Last week, The Inquirer reported that the Philadelphia Parking Authority is creating 45 new taxi medallions (which confer the legal right to operate a taxi in Philadelphia) for wheelchair-accessible taxis. Currently there are 8 wheelchair-accessible taxis, out of 1,800 total vehicles.
The Parking Authority will also allow 15 new wheelchair-accessible vans each year until there are 150 in the fleet.
The move comes after a 15-year advocacy campaign, and a three-year court battle between the Parking Authority and disability advocacy groups Liberty Resources and Disabled in Action of Pennsylvania. These groups still want more wheelchair-accessible taxis and a total of 300 vans.

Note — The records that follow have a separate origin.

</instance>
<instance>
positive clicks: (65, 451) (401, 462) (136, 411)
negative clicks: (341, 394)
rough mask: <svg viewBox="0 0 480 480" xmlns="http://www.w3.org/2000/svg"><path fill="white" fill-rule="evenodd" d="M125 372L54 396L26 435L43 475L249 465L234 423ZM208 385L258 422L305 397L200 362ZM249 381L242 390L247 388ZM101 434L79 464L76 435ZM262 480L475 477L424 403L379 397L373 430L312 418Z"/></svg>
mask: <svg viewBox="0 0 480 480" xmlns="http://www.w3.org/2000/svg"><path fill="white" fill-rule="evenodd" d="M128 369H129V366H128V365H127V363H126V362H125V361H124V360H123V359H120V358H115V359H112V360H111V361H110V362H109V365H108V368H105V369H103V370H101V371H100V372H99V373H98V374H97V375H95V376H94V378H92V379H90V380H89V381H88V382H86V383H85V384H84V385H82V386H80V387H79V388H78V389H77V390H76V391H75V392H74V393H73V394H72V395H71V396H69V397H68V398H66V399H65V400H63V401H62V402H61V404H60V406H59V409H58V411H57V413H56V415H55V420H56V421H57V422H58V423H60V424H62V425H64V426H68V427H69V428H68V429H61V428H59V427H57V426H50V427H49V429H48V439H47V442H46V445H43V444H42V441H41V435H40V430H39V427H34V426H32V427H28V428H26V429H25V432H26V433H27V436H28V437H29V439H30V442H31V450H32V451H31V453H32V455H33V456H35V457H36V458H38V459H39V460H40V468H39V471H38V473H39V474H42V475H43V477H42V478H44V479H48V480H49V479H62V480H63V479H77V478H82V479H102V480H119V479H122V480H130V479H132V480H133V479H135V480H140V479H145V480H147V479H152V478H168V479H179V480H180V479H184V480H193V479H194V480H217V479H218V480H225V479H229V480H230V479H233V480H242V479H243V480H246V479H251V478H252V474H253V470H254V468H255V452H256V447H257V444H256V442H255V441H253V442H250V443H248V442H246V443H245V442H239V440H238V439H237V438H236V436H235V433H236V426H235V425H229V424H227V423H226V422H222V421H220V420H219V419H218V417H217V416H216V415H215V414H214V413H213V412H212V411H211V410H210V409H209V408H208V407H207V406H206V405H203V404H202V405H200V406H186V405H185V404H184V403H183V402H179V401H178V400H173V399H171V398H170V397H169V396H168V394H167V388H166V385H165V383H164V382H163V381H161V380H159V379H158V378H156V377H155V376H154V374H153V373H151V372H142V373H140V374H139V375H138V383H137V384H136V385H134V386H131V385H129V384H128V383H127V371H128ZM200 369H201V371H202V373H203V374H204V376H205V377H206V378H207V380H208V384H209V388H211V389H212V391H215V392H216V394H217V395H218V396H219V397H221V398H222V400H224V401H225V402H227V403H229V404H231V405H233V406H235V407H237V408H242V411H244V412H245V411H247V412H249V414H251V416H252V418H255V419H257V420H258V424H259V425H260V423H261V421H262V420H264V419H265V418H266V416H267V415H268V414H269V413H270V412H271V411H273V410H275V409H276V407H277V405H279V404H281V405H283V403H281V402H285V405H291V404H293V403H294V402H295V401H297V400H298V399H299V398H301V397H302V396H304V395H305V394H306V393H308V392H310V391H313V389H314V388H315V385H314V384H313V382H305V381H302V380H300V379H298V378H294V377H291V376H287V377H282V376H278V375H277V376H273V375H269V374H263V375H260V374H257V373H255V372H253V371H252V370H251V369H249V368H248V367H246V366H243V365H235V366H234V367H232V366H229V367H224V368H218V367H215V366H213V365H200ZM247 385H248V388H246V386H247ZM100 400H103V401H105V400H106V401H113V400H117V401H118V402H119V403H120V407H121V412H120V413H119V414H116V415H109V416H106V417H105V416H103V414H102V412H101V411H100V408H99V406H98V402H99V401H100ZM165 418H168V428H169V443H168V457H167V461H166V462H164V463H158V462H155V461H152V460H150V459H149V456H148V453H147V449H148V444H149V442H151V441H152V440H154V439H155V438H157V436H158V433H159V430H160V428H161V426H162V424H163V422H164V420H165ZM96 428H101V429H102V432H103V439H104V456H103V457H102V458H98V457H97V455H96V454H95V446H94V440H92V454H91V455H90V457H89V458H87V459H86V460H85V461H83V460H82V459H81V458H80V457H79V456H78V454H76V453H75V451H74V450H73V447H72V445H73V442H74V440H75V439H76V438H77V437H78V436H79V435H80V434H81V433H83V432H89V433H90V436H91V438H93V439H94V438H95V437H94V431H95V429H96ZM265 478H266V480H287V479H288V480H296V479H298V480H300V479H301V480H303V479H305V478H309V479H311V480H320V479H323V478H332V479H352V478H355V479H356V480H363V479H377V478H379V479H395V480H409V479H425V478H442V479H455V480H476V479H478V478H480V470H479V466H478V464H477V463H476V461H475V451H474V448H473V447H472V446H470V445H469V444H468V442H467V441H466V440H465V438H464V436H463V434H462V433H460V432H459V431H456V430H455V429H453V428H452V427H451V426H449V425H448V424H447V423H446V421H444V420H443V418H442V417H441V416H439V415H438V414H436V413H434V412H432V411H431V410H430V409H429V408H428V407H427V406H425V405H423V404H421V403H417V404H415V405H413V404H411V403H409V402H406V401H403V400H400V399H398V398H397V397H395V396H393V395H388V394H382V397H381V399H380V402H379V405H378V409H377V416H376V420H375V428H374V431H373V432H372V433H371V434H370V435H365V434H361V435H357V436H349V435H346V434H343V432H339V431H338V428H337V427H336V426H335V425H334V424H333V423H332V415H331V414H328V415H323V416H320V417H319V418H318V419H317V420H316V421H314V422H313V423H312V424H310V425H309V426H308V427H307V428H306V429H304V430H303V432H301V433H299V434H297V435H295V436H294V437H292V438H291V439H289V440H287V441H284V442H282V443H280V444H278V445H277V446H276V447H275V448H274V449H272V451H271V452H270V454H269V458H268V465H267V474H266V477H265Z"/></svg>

Why is this so contentious? Allowing more people to operate taxis in the city cuts into the value of the medallion prices, which currently go for about $500,000. The only reason the medallions have value in the first place is because they are scarce - the PPA is rationing the exclusive right to drive a cab. The less exclusive that right becomes, the lower the medallion values go. So proposals to add more medallions create a political conflict between medallion owners, riders, and drivers.
To one way of thinking, high medallion prices and restrictions on the number of cabs on the street are necessary to entice investors to operate taxi fleets and comply with PPA regulations for safety and fares. But even if that's true, the current number seems a bit arbitrary and politically-derived.
How do we know what is the right number of cabs for Philly?
The Inquirer article doesn't provide a baseline for comparison, but back in 2012, Noel Popwell of Greater Greater Washington reported on testimony before the D.C. Taxicab Commission that compared the per-capita taxi numbers for some of our peer cities: 12 per 1,000 residents in D.C. (which doesn't have a medallion system,) 2.6 per 1,000 residents in Chicago, and 1.6 per 1,000 residents in New York City. Population shifts reported since then have left these ratios roughly intact as a basis for comparison.
Philadelphia's cabs-per-person ratio is lower than all of these cities, at just 1.12 cabs per 1000 peeople, even with the 45 additional medallions.
This is unchanged from 2005, when Schaller Consulting last updated their highly-regarded NYC Taxicab Fact Book.
Schaller says that ratios lower than 1.2 cabs per 1000 people are more common in auto-oriented cities, while ratios of 2.4 or higher are common in higher-density walkable cities. New York City seems like an outlier, but this only refers to yellow cabs. When all the various car services and liveries are included, NYC has about 6.3 cars-for-hire per 1000 people.
Other cities with at least 2.4 taxis per 1,000 residents are Chicago, New Orleans and Boston. These cities have high-density downtowns and many visitors. Auto-oriented cities such as Los Angeles, Dallas and Houston, have fewer than 1.2 taxis per 1,000 population.